We define the functional \(J: V \rightarrow \mathbb {R}\)

$$\begin{aligned} J(u) = \dfrac{1}{2}\Vert u\Vert _A^2 - \dfrac{1}{r+1+2i}\Vert u\Vert ^{r+1+2i}_{r+1+2i}. \end{aligned}$$
(5.3)

Then, we write

$$\begin{aligned} E(t) = \dfrac{1}{2}\left\| \dfrac{du}{dt}\right\| ^2 + J(u(t)) \end{aligned}$$
(5.4)

and the positive quadratic energy as

$$\begin{aligned} \xi (t) = \dfrac{1}{2}\left\| \dfrac{du}{dt}\right\| ^2 + \dfrac{1}{2}\Vert u\Vert _A^2. \end{aligned}$$
(5.5)

The Gâteaux derivative, \(J'(u,v)\) of J at u in the direction v is given by

$$\begin{aligned} J'(u,u) = -(v,u)_A - \left( |u|^{r-1}u^{2i+1},v\right) . \end{aligned}$$

Thus, the Nehari Manifold

$$\begin{aligned} \mathcal {N}= \{u\in V{\setminus } \{0\}; \langle J'(u),u\rangle = 0 \} \end{aligned}$$

where \(J'(u)\) is the Frechét derivate at u.

Equivalently,

$$\begin{aligned} \mathcal {N}= \{u\in V{\setminus }\{0\}; \Vert u\Vert ^2_A = \Vert u\Vert ^{r+1+2i}_{r+1+2i}\}. \end{aligned}$$

Analogously,

$$\begin{aligned} d = \inf \limits _{u\in V{\setminus }\{0\}} \sup \limits _{\lambda >0} J(\lambda u). \end{aligned}$$

Moreover, since \(1<r+1+2i< 6\) from [14] (Theorem 4.2) we have that H10 is satisfied. So, the potential well \(\mathcal {W}\) is defined by

$$\begin{aligned} \mathcal {W}= \{u\in V; J(u)<d \} \end{aligned}$$

and partition it into the two sets

$$\begin{aligned} \begin{array}{rl} \mathcal {W}_1= &{} \{u\in \mathcal {W}; \Vert u\Vert ^2_A > \Vert u\Vert ^{r+1+2i}_{r+1+2i}\} \cup \{0\}, \\ \mathcal {W}_2= &{} \{u\in \mathcal {W}; \Vert u\Vert ^2_A < \Vert u\Vert ^{r+1+2i}_{r+1+2i}\}. \end{array} \end{aligned}$$

To apply the Theorem 1 to get a global solution to the system (5.2) there only remains to prove that \(f:H^1_0(D)\rightarrow L^2(D)\) is locally Lipschitz. In fact, it is a consequence of the inequality

$$\begin{aligned} \Vert |u|^{r-1}u^{1+2i}-|v|^{r-1}v^{1+2i}\Vert ^2_{L^2(D)}\le&c_{r}\Vert (|u|^{r-1+2i}+|v|^{r-1+2i})(u-v)\Vert _{L^2(D)}\\ \le&c_{r}\Vert |u|^{r-1+2i}+|v|^{r-1+2i}\Vert ^2_{L^{\left( \frac{(r+1+2i)2}{r-1+2i}\right) }(D)}\\&\Vert u-v\Vert _{L^{r+1+2i}(D)}^2\\ \le&c_{r}(\Vert u\Vert ^{2(r-1+2i)}_{L^{2(r+1+2i)}(D)}+\Vert v\Vert ^{2(r-1+2i)}_{L^{2(r+1+2i)}(D)})\\&\Vert u-v\Vert _{H^1_0(D)}^2, \end{aligned}$$

where \(c_r\) is a constant that depends on r.

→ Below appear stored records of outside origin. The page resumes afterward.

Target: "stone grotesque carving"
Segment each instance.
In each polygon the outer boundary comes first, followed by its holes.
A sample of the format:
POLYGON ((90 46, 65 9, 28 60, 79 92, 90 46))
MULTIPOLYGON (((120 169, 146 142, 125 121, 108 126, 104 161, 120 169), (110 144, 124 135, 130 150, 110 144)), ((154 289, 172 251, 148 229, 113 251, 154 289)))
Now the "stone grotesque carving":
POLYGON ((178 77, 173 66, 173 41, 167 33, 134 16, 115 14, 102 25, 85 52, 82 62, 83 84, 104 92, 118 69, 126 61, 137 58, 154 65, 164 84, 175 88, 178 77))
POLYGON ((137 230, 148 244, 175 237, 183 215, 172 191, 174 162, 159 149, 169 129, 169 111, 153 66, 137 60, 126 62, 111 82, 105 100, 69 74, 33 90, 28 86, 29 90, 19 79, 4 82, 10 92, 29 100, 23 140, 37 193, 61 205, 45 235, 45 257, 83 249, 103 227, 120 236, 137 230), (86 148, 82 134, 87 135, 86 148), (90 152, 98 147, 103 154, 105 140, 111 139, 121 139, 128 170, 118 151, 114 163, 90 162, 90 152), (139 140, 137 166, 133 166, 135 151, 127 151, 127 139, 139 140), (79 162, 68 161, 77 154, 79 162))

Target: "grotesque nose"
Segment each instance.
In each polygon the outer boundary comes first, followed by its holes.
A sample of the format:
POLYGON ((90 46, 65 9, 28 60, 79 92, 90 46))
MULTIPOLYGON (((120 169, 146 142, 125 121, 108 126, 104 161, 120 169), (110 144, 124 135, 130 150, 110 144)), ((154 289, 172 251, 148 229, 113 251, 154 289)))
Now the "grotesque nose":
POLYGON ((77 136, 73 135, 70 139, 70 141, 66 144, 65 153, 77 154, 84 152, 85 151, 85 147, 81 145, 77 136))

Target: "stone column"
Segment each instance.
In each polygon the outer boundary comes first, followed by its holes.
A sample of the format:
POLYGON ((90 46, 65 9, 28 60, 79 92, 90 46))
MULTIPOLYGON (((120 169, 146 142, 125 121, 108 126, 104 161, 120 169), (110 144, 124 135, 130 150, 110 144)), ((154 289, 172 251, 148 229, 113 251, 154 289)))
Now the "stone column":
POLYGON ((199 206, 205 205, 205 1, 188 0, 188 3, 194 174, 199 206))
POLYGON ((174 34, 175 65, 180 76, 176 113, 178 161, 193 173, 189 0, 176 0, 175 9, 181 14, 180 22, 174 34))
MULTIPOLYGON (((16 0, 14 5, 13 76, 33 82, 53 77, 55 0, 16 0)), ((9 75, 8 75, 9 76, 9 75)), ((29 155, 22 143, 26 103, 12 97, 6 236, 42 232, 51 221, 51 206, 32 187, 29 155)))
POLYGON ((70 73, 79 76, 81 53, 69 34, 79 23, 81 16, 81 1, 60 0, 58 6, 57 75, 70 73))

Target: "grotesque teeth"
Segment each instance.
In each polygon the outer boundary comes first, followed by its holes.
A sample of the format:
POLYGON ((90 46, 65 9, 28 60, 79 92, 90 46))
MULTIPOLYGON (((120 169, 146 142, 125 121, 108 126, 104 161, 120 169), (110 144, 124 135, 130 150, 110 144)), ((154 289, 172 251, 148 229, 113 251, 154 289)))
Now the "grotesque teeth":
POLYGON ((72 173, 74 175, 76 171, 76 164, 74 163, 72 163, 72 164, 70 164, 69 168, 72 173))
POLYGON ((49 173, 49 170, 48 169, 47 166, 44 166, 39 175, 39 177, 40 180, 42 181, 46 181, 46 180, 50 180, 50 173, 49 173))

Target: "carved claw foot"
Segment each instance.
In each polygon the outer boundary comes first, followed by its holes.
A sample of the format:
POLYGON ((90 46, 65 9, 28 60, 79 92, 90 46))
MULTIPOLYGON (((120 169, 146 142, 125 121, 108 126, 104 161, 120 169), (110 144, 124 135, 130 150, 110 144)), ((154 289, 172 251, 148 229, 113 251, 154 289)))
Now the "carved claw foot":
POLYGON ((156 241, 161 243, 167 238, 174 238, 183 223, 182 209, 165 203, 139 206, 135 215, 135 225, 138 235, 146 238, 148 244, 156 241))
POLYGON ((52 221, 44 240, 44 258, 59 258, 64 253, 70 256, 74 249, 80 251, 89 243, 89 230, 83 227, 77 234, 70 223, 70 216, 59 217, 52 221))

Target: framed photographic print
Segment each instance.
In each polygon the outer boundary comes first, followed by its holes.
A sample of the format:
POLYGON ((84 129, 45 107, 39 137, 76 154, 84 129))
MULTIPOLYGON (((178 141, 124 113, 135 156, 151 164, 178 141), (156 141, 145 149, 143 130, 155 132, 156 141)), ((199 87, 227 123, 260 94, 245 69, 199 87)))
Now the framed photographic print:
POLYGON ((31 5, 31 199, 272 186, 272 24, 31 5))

Then, under the conditions of Theorem 1 we have a global solution to the system (5.2).

Example 2

For the second example, we will take \(f\in C^1(\mathbb {R})\) and A as the example 1. Furthermore, we consider \(H=L^2(D),\) \(V=H^1_0(D),\) \(K=W^{1,p}_0\) where \(D\subset \mathbb {R}^3\) is a bounded domain with sufficiently smooth boundary \(\Gamma \) and \(2<p\) a real number. Moreover, for coefficients of the equation in the problem (1.2) we will take B given by

$$\begin{aligned} \begin{array}{rl} B\,\,:\,\,W^{1,p}_0(D)\rightarrow W^{-1,p'}(D),\\ \\ \langle B(u),\phi \rangle =\langle \varDelta _pu,\phi \rangle -\displaystyle {\int _D}u\phi dx,\text { for }\phi \in W^{1,p}_0(D). \end{array} \end{aligned}$$
(5.6)

Thus, we have the following problem

$$\begin{aligned} \left\{ \begin{array}{rl} \dfrac{d^2u}{dt^2} - A u =B\left( \dfrac{du}{dt}\right) + f(u),\ \text { in }D\times (0,T),\\ \left( u(0),\dfrac{du}{dt}(0)\right) =(u_0, u_1)\in H^1_0(D)\times L^2(D),\\ u=0 \text { on }\Gamma \times (0,T). \end{array} \right. \end{aligned}$$
(5.7)

We claim that the problem (5.7) has a global solution. In fact, it is not hard to demonstrate that the map B satisfies H1, due to the fact that \(\varDelta _p\) satisfies H2 with \(\delta =0\) (see [11]) the map B satisfies H2 with \(\delta =-1.\) In fact,

$$\begin{aligned} \langle B(v_1)-B(v_2),v_1-v_2\rangle =&\langle \varDelta _p(v_1)-\varDelta _p(v_2),v_1-v_2\rangle -\int _D|v_1-v_2|^2dx\\ \le&-\Vert v_1-v_2\Vert ^2_{L^2(D)}. \end{aligned}$$

About H4, since

$$\begin{aligned} \langle B(v),v\rangle =&\langle \varDelta _p(v),v\rangle -\int _D|v|^2dx\\ \le&-\Vert v\Vert _{W^{1,p}_0(D)}-\Vert v\Vert ^2_{L^2(D)} \\ \le&-\Vert v\Vert _{W^{1,p}_0(D)}, \end{aligned}$$

then the map B satisfies H4 with \(\alpha =1\) and \(q=p.\) As the map A satisfies the assumptions H1, H3 and H5H9, along with H10, then we demonstrate the claim.

5 Final Comments

The present manuscript contributes to increment the literature in partial differential equations theory. The objective is to study, in a general framework, a Cauchy problem involving a wave equation with damping operator on Banach spaces with the presence of a nonlinear source term. The main focus is on the damping, which was considered to satisfy a monotonicity condition. This condition is a generalization of some cases studied before by some authors and allow us to provide examples not considered before. Although the focus is on the damping, our examples try to consider a nonlinear source term different than other authors.